[!def] Sampling distribution of $\hat{p}$ The sampling distribution for $\hat{p}$ based on a sample size $n$ from a population with a true proportion $p$ is nearly normal when: 1. The sample's observations are independent, e.g. are from a simple random sample 2. We expected to see at least 10 successes and 10 failures in the sample, i.e. $np \ge 10$ and $n(1-p)\ge 10$ (success-failure condition) When these conditions are met, the sampling distribution of $\hat{p}$ is nearly normal with mean $p$ and standard error $SE = \sqrt{\frac{p(1-p)}{n}}$

A confidence interval provides a range of plausible values for the parameter $p$, and when $\hat{p}$ can be modeled using a normal distribution, the confidence interval for $p$ takes the form $\hat{p} \pm z^* \times SE$

[!check] Confidence interval for a single proportion 1. Prepare: Identify $\hat{p}$ and $n$, and determine what confidence level you wish to use. 2. Check: Verify the conditions to ensure $\hat{p}$ is normal. Use $\hat{p}$ in place of $p$ to check the success-failure condition. 3. Calculate: If the conditions hold, compute $SE$ using $\hat{p}$, find $z^*$, and construct the interval. 4. Conclude: Interpret the confidence interval in the context of the problem.

[!check] Hypothesis testing for a single proportion 1. Prepare: Identify the parameter of interest, list hypotheses, identify the significance level, and identify $\hat{p}$ and $n$ 2. Check: Verify conditions to ensure $\hat{p}$ is nearly normal under $H_0$. Use the null value ($p_0$) to check the success-failure condition. 3. Calculate: If the conditions hold, compute the standard error using $p_0$ 4. Conclude: Evaluate the hypothesis test by comparing the p-value to $\alpha$, and provide a conclusion in the context of the problem.

When conditions aren't met¶

What happens when the success-failure condition fails? Or the independence condition fails? The strategy to generate the interval or p-value change. When the success-failure condition isn't met, we can simulate the null distribution of $\hat{p}$ using the null value, $p_0$. For a confidence interval when the success-failure condition isn't met, the Clopper-Pearson interval is used.

Choosing a sample size when estimating a proportion¶

Often a sample size is chosen to be large enough that the margin of error is sufficiently small that the sample is useful.

The margin of error for a sample proportion is $z^* \sqrt{\frac{p(1-p)}{n}}$.
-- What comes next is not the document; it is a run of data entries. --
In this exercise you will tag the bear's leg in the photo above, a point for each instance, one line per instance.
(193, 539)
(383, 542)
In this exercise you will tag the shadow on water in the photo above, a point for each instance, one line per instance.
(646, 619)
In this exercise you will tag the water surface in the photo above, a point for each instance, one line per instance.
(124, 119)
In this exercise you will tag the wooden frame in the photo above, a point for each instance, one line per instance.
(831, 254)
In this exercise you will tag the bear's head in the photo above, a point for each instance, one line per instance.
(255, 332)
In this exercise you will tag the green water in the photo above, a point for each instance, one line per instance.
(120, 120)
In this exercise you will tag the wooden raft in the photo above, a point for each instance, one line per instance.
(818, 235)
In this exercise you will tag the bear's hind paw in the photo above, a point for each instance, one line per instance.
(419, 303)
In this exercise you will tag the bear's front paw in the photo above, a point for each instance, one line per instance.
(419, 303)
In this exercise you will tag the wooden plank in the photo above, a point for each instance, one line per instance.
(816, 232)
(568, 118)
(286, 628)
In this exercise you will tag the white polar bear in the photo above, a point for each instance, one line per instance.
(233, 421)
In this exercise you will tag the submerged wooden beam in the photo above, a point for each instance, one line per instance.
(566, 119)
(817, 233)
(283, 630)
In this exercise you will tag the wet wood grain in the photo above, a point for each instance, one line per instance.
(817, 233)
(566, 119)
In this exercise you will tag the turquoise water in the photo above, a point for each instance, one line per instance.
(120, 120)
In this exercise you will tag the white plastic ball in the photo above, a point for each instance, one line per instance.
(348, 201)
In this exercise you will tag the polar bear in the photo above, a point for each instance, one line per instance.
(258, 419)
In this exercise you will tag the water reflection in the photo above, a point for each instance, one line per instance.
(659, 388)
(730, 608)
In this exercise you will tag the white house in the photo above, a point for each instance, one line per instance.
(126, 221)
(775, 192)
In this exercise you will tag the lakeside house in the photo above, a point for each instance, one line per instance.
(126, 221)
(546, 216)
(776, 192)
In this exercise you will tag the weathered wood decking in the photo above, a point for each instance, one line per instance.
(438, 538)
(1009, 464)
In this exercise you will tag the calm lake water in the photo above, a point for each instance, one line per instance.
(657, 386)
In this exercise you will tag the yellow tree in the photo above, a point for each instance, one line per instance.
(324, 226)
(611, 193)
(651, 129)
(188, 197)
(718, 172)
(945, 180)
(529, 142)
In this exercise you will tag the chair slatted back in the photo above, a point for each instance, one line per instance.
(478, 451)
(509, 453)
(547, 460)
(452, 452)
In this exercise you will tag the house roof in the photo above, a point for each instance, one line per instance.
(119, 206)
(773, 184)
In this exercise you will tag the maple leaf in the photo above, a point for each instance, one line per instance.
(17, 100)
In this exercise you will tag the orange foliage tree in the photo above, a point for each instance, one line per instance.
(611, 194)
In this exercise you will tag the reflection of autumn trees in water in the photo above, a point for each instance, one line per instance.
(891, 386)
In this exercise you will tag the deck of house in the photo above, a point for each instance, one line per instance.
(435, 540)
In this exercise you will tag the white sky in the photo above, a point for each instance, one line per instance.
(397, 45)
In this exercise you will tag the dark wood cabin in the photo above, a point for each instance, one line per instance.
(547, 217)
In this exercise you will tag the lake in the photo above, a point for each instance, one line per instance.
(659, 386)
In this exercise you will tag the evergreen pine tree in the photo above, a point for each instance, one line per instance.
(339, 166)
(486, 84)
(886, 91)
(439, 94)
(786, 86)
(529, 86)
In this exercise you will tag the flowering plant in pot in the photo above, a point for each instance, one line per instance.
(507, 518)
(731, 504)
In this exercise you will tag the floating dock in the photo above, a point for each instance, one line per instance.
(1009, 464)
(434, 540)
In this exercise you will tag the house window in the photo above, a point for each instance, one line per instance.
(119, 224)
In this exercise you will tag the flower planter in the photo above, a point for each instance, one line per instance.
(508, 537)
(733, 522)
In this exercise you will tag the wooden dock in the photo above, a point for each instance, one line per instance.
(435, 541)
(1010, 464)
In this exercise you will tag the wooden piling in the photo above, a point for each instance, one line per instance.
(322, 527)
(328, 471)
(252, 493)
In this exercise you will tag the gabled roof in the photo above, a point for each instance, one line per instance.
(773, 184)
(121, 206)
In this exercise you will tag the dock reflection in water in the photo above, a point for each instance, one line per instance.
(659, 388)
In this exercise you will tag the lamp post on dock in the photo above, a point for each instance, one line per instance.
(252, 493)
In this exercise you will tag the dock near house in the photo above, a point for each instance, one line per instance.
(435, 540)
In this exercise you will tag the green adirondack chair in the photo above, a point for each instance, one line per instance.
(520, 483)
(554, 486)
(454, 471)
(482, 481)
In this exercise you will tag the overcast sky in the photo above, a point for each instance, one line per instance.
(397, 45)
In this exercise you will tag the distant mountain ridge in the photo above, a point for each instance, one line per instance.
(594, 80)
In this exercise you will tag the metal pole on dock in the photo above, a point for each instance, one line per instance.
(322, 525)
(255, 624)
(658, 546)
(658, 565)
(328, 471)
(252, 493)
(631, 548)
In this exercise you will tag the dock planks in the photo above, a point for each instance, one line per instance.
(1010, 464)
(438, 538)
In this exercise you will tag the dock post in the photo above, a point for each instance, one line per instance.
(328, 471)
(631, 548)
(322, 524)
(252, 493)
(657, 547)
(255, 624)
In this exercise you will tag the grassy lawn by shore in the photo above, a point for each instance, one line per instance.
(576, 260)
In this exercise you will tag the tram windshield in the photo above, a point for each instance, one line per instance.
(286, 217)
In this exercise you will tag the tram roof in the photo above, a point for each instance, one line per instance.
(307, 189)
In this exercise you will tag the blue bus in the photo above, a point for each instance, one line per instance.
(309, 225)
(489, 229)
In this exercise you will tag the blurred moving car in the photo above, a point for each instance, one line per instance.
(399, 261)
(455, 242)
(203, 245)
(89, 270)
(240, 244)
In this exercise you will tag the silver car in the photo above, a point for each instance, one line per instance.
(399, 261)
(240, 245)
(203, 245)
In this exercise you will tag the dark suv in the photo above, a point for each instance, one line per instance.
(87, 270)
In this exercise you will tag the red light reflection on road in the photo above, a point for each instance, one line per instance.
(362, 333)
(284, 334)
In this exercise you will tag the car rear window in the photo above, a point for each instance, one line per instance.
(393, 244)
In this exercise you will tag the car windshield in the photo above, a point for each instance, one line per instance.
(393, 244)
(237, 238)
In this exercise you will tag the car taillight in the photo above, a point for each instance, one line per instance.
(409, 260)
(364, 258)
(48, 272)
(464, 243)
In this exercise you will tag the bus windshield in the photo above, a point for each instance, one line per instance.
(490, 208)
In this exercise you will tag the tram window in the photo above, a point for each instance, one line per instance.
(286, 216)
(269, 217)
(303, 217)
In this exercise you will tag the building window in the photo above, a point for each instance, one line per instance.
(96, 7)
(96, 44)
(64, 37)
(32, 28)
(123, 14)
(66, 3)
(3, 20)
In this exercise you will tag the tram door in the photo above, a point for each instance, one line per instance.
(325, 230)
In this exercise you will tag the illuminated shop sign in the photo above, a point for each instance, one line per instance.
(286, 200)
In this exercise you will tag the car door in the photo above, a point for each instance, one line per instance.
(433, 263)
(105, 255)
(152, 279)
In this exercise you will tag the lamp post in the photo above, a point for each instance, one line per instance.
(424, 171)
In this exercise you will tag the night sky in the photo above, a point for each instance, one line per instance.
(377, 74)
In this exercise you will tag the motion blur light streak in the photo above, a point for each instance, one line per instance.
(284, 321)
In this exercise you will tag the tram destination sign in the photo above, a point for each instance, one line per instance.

[!example] A university is doing a survey to determine what fraction of students support a $200 per year tuition increase to pay for a new building. How big of a sample is required to ensure the margin of error is smaller than 0.04 using a 95% confidence interval? Our goal is to find the smallest value of $n$ such that the margin of error is smaller than 0.04. A 95% confidence interval corresponds to $z^* = 1.96$ $1.96 \times \sqrt{\frac{p(1-p)}{n}} \lt 0.04$

There are two unknowns: $p$ and $n$. If we have an estimate of $p$, we can use that to solve for $n$. If we don't have such an estimate, we use the worst case value 0.5 for $p$. $1.96 \times \sqrt{\frac{0.5(1-0.5)}{n}} \lt 0.04$ $1.96^2 \times \frac{0.25}{n} \lt 0.04^2$ $1.96^2 \times \frac{0.25}{0.04^2} \lt n$ $600.25 \lt n$ We would need over 600.25 (so 601) participants to ensure the sample proportion is whithin 0.04 of the true proportion within 95% confidence.